Why We Started This Program:
Following the devastating floods in the valley of Kashmir in September 2014, a dire need was identified to help very small to small business owners recover from the financial crisis they would face given the devastation they faced. These were self-employed individuals who with minimum capital could quickly get back on their feet to start earning their livelihood and continue to meet the needs of their family and be prevented from the threat of looming abject poverty. These individuals were often one’s who had also lost their homes to the flood, had no form of insurance and were often solely reliant on a single form of income through their small business of e.g: running a cab, minicab (auto-rickshaw), poultry farm, hand-driven cart, tea stall etc.
The impact was profound:
The flow of cash in the economy reduced significantly, with those having disposable cash curtailing its use owing to near term uncertainty, pushing the economy towards a liquidity crunch.
The out of state skilled and unskilled labor (estimated to be anywhere from 50,000 to 80,000 in number) left Kashmir, leaving the place without a workforce that could be utilized effectively in reconstruction activities of homes and businesses. The remaining local workforce lacked building and construction vocational skills and was not as productive as the immigrant labor force.
The enabling “technology and tools” of the economy like transport services, repair shops, service provider cooperatives, looms, and carts used by pullers to haul provisions were significantly compromised due to either direct loss of tools and organized places of work or indirect pressure on workers to first rebuild or make their own homes habitable.
Three factors, mainly Capital, Labor, and Tools/Technology determine the size or growth of an economy. Kashmir was hit with a triple-whammy that seriously compromised these three levers.

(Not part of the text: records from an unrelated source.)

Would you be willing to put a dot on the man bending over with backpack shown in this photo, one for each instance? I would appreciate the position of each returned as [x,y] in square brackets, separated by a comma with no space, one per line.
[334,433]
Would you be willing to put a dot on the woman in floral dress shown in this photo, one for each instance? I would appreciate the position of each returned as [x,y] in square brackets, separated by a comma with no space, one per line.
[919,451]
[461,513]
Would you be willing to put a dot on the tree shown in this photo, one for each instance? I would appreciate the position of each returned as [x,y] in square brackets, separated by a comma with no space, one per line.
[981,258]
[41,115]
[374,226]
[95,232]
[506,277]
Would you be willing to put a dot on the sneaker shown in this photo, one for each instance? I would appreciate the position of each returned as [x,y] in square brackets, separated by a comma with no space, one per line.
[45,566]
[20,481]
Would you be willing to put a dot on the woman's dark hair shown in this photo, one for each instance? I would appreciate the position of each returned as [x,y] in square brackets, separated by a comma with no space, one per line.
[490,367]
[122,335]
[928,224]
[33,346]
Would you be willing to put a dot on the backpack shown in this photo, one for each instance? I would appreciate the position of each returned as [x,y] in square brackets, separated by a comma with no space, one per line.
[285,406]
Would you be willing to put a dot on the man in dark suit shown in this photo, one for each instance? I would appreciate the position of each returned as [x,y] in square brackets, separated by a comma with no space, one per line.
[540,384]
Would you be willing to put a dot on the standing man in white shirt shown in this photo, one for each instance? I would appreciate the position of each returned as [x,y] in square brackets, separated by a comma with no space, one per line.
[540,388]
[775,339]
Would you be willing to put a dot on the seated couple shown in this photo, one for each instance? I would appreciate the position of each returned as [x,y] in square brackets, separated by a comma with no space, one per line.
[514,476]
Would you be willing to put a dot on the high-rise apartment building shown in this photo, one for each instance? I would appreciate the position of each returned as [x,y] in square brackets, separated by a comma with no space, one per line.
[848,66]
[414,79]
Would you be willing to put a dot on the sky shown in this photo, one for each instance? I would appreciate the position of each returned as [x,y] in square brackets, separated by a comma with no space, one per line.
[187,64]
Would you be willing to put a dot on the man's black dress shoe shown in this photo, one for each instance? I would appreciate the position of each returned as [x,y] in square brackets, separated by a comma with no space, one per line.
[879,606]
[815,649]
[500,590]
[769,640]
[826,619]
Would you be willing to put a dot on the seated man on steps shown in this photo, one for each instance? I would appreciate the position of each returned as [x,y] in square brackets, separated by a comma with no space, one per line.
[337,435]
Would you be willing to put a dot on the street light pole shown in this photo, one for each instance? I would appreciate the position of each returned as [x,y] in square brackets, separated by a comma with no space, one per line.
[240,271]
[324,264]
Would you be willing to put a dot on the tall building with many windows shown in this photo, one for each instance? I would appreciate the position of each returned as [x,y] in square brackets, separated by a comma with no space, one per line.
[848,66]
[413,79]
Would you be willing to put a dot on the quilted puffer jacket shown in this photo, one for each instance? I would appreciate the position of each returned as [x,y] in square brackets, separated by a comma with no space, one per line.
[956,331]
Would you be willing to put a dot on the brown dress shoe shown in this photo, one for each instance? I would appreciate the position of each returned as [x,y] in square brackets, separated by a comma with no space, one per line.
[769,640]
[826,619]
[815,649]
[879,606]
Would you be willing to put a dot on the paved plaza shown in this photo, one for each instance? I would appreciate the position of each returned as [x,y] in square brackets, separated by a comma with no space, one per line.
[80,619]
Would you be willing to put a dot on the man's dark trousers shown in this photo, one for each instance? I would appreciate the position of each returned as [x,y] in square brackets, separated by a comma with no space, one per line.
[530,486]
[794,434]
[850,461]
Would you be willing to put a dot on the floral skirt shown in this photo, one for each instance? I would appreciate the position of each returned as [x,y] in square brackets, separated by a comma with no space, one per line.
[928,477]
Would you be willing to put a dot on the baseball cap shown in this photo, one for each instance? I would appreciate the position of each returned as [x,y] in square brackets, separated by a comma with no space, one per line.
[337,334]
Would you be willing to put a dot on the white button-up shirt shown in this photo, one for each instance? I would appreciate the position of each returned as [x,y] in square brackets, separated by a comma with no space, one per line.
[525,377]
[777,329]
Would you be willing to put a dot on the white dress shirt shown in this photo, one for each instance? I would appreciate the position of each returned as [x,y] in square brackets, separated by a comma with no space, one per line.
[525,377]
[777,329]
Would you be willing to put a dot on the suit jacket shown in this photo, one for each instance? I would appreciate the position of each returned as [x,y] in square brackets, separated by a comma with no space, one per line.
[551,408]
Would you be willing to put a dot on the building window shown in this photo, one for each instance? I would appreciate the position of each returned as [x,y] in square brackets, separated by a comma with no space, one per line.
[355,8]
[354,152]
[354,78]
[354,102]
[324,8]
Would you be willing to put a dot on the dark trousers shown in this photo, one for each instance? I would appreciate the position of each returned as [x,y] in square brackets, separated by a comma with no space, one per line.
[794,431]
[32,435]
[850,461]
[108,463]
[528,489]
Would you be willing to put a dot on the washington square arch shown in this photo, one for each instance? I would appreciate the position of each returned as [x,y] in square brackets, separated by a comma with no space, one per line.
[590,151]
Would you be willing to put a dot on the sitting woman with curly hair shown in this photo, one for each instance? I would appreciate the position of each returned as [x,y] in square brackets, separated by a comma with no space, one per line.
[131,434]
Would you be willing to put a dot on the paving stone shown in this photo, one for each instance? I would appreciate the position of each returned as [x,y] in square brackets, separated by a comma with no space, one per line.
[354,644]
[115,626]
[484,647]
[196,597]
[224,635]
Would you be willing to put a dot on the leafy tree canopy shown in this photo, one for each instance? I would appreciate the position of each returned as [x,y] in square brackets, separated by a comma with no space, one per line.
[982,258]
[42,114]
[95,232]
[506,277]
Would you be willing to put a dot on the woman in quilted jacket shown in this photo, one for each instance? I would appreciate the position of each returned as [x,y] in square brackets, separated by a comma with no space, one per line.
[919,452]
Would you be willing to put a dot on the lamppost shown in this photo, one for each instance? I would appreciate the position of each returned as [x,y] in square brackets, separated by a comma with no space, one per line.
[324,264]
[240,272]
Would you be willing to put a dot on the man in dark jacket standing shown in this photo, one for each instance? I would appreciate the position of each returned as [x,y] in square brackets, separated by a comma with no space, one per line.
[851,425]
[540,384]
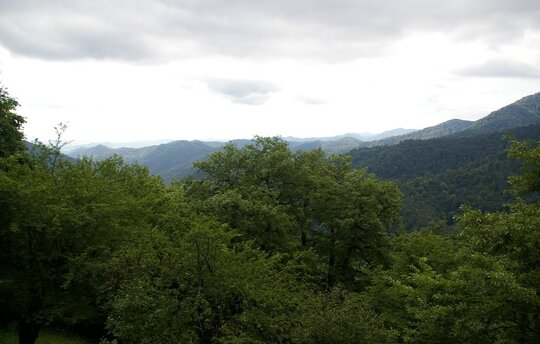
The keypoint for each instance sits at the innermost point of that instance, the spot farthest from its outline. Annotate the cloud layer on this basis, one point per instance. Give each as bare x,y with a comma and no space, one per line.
247,92
149,30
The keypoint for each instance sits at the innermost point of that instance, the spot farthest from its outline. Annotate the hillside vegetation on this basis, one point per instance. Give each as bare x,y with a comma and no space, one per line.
268,245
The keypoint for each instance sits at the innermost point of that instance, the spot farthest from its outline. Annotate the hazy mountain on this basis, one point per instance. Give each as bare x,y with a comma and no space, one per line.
364,137
169,160
440,130
175,159
437,176
525,111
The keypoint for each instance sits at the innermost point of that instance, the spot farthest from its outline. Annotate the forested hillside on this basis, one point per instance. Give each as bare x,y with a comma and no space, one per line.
267,246
438,176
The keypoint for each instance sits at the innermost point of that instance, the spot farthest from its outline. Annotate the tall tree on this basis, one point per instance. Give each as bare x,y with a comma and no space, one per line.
66,219
11,134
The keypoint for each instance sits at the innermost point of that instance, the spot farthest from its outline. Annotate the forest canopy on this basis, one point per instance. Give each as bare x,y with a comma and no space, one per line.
267,245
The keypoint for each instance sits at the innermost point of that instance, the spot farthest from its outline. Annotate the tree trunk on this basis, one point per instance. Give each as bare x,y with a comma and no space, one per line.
28,331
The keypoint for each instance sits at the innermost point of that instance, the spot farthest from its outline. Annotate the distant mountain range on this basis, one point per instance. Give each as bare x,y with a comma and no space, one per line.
174,159
437,176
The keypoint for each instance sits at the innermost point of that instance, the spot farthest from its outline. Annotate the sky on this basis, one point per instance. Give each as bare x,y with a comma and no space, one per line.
145,70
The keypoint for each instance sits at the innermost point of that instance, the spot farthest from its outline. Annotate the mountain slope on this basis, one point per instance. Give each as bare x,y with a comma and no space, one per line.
437,176
440,130
170,160
525,111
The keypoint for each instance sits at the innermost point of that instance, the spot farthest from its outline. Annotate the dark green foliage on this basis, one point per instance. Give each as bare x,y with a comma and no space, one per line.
285,201
11,135
524,112
61,224
273,246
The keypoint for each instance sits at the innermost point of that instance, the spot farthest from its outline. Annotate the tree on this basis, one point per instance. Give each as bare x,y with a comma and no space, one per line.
66,219
477,285
287,202
11,135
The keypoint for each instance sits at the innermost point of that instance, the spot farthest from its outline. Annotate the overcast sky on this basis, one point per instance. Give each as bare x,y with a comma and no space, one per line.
132,70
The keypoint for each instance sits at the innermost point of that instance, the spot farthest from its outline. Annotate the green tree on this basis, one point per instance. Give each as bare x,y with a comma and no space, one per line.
287,201
194,284
11,135
64,221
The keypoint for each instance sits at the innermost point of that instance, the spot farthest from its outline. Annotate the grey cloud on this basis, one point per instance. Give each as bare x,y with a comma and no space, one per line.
311,100
314,29
247,92
501,69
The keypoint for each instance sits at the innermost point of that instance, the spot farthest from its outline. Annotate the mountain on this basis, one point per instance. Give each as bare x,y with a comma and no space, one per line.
437,176
174,159
170,160
440,130
525,111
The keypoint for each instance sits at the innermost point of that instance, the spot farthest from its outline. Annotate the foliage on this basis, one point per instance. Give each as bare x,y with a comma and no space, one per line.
60,226
437,176
11,135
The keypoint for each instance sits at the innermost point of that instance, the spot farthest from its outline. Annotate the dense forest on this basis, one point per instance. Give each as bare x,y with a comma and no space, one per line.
267,246
438,176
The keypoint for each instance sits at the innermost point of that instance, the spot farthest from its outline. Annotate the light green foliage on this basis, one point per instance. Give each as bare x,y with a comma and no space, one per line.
196,285
480,285
62,224
287,201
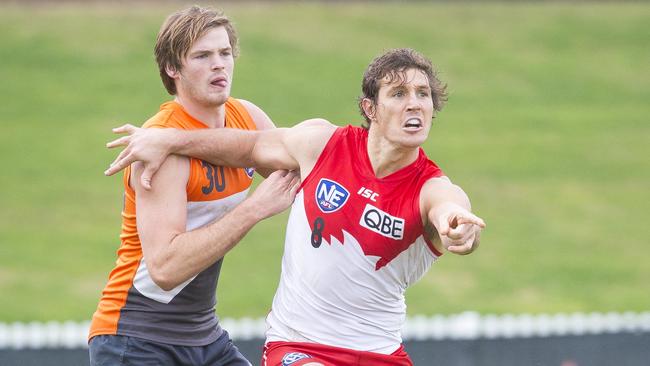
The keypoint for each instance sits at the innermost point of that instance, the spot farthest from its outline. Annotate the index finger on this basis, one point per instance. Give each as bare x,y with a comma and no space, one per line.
470,218
127,128
118,164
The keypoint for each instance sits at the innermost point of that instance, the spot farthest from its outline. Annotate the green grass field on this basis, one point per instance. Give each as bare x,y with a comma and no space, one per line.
546,129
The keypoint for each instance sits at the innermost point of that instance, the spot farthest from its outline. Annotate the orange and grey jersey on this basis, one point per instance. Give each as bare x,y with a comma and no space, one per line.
131,303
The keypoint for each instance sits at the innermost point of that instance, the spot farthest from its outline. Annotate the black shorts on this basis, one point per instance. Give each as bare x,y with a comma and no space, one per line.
113,350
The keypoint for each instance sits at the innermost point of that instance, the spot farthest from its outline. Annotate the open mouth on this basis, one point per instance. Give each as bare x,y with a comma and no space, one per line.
220,82
413,123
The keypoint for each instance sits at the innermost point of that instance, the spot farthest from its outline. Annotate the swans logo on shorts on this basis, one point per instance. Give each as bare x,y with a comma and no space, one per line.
330,195
292,357
249,172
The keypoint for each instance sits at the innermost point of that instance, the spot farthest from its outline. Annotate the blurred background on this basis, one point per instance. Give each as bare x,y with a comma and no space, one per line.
546,129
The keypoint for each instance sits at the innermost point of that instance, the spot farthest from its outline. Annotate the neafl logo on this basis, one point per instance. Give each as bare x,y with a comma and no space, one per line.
330,195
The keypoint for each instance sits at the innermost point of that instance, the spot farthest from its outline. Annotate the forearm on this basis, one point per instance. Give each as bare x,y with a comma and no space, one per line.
191,252
451,195
222,146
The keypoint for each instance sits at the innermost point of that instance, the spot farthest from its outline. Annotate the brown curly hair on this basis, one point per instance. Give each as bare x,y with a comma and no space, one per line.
394,64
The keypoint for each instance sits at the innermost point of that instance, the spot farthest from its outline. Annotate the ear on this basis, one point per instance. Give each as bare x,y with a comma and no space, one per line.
171,71
369,108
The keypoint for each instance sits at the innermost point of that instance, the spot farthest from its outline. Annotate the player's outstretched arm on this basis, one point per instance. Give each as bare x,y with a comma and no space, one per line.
449,210
281,148
174,255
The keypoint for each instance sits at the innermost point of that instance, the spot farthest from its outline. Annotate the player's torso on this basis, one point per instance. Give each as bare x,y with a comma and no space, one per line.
132,304
354,243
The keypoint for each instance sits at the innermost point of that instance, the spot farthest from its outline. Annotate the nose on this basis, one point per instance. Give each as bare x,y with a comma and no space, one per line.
217,63
413,103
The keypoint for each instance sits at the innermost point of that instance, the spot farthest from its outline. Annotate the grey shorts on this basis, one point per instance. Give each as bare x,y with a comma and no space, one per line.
113,350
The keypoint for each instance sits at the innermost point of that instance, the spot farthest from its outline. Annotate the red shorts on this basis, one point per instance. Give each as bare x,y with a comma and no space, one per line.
297,354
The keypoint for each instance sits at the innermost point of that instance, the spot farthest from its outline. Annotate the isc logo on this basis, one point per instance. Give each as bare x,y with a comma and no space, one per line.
330,195
382,223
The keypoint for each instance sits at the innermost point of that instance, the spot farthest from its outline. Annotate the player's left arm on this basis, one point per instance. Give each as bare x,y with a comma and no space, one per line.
262,122
448,209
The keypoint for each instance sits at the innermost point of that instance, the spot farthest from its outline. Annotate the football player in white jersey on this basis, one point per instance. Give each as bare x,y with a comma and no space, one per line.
376,248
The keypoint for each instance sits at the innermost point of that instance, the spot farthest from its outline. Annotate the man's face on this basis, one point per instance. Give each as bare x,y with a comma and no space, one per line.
206,75
405,109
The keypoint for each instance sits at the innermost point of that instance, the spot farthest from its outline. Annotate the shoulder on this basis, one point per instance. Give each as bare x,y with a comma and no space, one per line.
260,118
307,131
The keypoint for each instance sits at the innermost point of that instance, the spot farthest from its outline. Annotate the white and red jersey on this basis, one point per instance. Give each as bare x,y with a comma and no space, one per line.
354,243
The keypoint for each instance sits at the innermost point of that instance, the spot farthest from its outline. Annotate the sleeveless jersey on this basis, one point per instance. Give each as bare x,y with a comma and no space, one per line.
131,303
354,243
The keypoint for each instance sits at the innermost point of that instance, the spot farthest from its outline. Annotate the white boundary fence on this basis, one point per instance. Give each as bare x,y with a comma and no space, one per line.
464,326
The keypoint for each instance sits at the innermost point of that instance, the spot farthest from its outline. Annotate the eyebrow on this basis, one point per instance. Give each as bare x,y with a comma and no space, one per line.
201,51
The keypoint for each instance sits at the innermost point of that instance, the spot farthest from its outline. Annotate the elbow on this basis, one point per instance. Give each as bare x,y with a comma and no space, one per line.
162,277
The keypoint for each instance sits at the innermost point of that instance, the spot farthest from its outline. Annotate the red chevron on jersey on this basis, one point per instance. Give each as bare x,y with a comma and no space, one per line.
342,193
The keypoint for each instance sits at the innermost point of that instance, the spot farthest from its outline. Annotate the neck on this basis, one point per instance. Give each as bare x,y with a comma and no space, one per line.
387,157
212,116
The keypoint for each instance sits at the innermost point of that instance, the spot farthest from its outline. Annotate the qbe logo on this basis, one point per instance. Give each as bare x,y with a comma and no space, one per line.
330,195
292,357
382,223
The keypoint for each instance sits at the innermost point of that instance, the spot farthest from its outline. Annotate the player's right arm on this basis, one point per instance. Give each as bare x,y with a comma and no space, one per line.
174,255
282,148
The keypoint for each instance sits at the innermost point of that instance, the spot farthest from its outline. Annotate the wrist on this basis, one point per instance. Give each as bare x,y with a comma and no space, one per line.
252,211
177,141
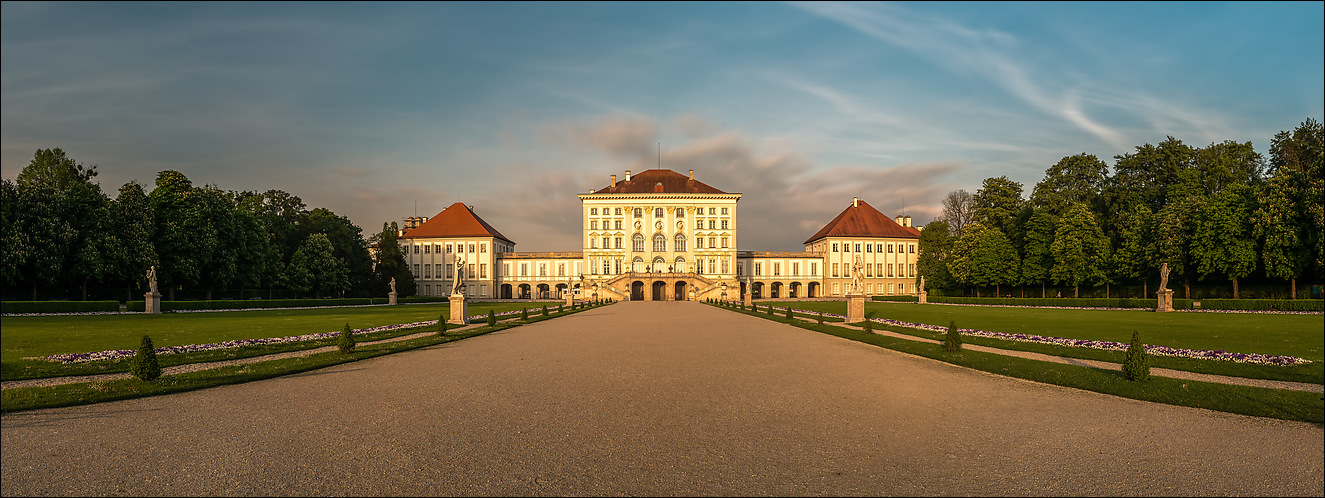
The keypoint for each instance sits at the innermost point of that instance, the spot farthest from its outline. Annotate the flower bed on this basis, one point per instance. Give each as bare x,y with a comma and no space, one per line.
1093,345
228,345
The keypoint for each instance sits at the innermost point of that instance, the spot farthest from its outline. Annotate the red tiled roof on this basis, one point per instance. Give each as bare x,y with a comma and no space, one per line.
863,220
456,220
648,180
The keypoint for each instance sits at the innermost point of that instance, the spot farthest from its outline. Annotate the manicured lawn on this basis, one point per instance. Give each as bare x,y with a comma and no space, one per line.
1295,335
23,337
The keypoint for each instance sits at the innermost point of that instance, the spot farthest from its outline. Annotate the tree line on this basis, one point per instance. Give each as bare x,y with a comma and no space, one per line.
61,232
1217,213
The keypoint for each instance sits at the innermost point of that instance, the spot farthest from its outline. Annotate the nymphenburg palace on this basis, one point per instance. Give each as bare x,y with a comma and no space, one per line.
661,236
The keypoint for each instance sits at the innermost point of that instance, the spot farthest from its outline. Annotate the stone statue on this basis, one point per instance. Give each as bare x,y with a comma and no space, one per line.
459,286
857,274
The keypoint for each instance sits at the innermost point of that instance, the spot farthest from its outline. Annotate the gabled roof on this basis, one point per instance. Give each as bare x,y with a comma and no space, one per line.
863,220
456,220
648,180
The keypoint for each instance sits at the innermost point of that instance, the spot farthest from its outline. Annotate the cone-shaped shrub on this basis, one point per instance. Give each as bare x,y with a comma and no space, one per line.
346,343
143,366
953,343
1136,366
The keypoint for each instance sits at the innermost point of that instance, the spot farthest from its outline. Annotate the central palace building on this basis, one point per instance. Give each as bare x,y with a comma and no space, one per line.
660,236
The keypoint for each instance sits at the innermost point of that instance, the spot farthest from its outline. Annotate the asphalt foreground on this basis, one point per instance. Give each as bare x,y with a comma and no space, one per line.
652,399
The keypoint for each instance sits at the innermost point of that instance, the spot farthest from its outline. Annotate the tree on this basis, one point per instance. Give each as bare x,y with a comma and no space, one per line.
391,262
936,244
1222,243
1174,228
1080,249
314,269
1134,250
997,203
958,209
1072,180
1038,250
145,366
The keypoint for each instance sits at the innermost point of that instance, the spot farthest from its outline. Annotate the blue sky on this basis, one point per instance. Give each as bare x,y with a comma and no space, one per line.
367,109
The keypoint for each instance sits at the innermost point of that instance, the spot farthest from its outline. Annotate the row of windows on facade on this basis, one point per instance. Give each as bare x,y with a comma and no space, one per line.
437,248
659,212
869,248
659,265
451,270
698,224
679,243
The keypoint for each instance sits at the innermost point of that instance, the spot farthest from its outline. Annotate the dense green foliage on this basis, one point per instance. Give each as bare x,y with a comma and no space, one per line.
145,366
1136,366
62,235
1222,215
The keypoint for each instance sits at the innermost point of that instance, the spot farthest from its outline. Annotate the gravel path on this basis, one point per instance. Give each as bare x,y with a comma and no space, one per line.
652,398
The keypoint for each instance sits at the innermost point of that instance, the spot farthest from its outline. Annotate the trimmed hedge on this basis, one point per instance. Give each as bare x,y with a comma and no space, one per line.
1244,305
248,303
58,306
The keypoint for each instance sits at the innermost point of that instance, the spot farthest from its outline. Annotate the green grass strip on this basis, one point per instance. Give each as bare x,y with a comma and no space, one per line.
1284,404
81,394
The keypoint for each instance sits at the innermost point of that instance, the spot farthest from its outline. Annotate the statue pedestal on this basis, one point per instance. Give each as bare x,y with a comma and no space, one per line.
459,310
154,303
855,307
1165,303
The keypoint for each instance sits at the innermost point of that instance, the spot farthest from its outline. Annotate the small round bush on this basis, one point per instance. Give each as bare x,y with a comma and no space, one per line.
143,366
953,342
346,343
1136,366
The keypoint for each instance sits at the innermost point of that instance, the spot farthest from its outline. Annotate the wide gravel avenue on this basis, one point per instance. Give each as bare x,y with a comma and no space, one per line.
652,398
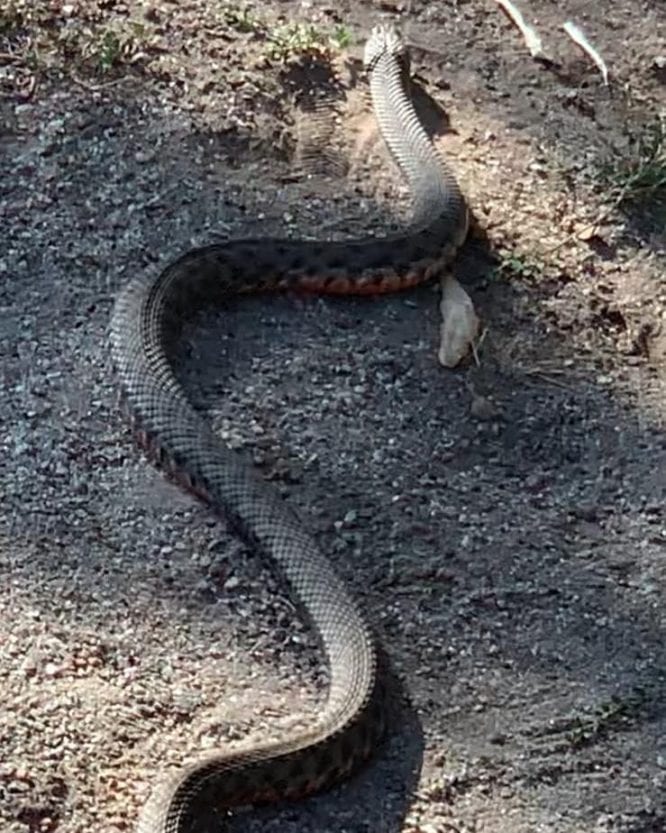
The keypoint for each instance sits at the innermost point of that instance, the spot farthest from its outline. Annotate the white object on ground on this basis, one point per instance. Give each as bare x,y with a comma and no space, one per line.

Project Philosophy: Teach a person to learn to fish, rather than give him fish
Inspired by the famed Nobel Peace Prize winner Muhammad Yunus’s Grameen Bank, pioneering the concepts of micro-credit and micro-finance, Revive Kashmir partnered with its implementation partner, Iqbal Memorial Institute- Sakhawat Center, to contribute towards a pay it forward interest free micro-loan project, wherein several such small businesses would be given an interest free small loan to re-establish their basic livelihood, and be in a position to start paying back the loan amount in small installments in an effort to use the capital towards helping another small business.
We measure the project by understanding how many businesses start paying back the capital provided in an interest-free form i.e. “pay it back” and how many businesses pay back the full amount i.e. “pay it forward”. In both cases, the capital received back is used towards helping a new benefi ciary, in an attempt to create a healthy business ecosystem.
The project was initiated in early 2015, through which until the end of 2018, 102 beneficiaries were identified and served with micro-finance (loan) capitals in the range on INR 10,000 to INR 50,000 (approximately $175-800) per individual business. These beneficiaries were located in various districts of Kashmir valley.
By the end of 2018, 52 beneficiaries were paying it back and 6 of the beneficiaries had already paid it forward. The beneficiaries not being able to pay back were identified as facing extreme financial hardship or had not been able to utilize the funds for livelihood purpose.
The initial results of the project has encouraged us to invest in this project further to fulfil our mission
Our Future Vision
Revive Kashmir plans to reach a total of 500 beneficiaries by year 2020, through:
Additional funding and additional recovery from the micro-credits that would be able to benefit more small businesses.
Identify beneficiaries with criteria that have a higher chance of success as indicated by the data in earlier phase.